Morgan Sportès, sacré par l'Interallié pour "Tout, tout de suite" (Fayard), propose dans ce roman-enquête une autopsie glaçante de l'odieux crime du Gang des barbares. Un témoignage, selon lui de l'aliénation de certains jeunes, obsédés par la jouissance immédiate. Ce livre va être adapté au cinéma par Richard Berry.

Le lauréat de 64 ans, qui ne figurait pas parmi les finalistes de ce prix clôturant la saison des grandes récompenses littéraires, a obtenu six voix au troisième tour contre trois à Stéphane Hoffmann pour "Les Autos tamponneuses"(Albin Michel) et deux à Delphine de Vigan pour "Rien ne s'oppose à la nuit"(JC Lattès).

"Tout, tout de suite", relève Morgan Sportès, "est un témoignage de l'effroyable vide que la société a laissé se creuser en son sein, du degré d'aliénation de ces jeunes, couplé à leur indigence intellectuelle".
Début 2006, le jeune Ilan, de milieu plutôt modeste, supposé riche par ses ravisseurs parce que juif, est enlevé, séquestré, torturé pendant 24 jours et assassiné par une bande d'une vingtaine de jeunes, menée par Youssouf Fofana. Le procès principal s'est déroulé d'avril à juillet 2009.  

"Ces gosse n'avaien aucune empathie"

"Pendant deux ans, j'ai reconstitué leur crime dément, sans juger, mais sans excuser, en ne pouvant me défaire parfois, en dépit de la monstruosité de leurs actes, d'une certaine ironie face à ces mômes qui n'avaient rien dans le crâne", reconnaît l'auteur. "Je me suis attaché à restituer les dialogues pathétiques des bourreaux.

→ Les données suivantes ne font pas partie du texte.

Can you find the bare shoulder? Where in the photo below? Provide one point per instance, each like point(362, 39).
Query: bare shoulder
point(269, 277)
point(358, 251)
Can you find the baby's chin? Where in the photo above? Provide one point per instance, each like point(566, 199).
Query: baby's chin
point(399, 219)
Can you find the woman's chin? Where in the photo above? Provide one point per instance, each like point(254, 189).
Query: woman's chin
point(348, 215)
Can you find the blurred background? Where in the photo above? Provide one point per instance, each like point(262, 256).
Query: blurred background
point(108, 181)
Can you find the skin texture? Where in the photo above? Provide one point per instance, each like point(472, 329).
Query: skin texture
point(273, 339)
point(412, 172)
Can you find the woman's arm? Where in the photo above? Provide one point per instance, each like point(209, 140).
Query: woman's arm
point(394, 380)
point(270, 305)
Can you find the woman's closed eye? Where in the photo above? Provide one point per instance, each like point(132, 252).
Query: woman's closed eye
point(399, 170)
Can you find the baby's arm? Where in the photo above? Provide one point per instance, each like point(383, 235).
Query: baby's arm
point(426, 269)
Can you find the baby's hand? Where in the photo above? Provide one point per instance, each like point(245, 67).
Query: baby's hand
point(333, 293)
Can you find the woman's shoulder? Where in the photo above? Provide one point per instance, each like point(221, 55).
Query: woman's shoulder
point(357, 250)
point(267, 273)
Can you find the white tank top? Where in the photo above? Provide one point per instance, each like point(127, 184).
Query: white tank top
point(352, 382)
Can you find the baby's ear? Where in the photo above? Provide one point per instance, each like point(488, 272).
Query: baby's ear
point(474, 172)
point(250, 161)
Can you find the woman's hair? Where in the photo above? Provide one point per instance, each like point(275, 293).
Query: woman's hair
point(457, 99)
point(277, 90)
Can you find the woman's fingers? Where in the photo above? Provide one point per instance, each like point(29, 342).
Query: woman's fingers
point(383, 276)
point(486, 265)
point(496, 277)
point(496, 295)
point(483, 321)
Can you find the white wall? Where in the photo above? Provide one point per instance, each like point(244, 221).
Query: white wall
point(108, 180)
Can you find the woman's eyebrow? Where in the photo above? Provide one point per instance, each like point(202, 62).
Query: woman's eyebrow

J'ai interrogé les inspecteurs de la Crim, la juge d'instruction, lu les scripts des coups de fil entre le père d'Ilan et les ravisseurs, correspondu avec certains membres de la bande...", explique l'écrivain. "Ces gosses n'avaient aucune empathie. Ils étaient soudés par l'obsession morbide du tout, tout de suite", relève l'auteur qui dit s'être aussi inspiré du style impersonnel de Primo Levi racontant Auschwitz.

"C'est un symptôme social que je décris"

 "Mon livre est un livre politique. Je me considère comme un anthropologue de notre société, et vingt ans après "L'Appât", c'est la même ère du vide, en pire", a déclaré Morgan Sportès à l'AFP. "C'est un symptôme social que je décris, et non un fait divers", a-t-il ajouté.
Déjà, en 1990, il avait retracé dans "L'Appât" l'itinéraire sanglant d'un trio infernal, adapté au cinéma par Bertrand Tavernier.
 Un autre film, tiré de "Tout, tout de suite", va être réalisé par Richard Berry, lui-même acteur dans "L'Appât", avec une sortie prévue en 2013.
Ravi de ce prix, le lauréat s'est félicité d'avoir "déjà la reconnaissance du public, avec 50.000 exemplaires vendus jusqu'ici".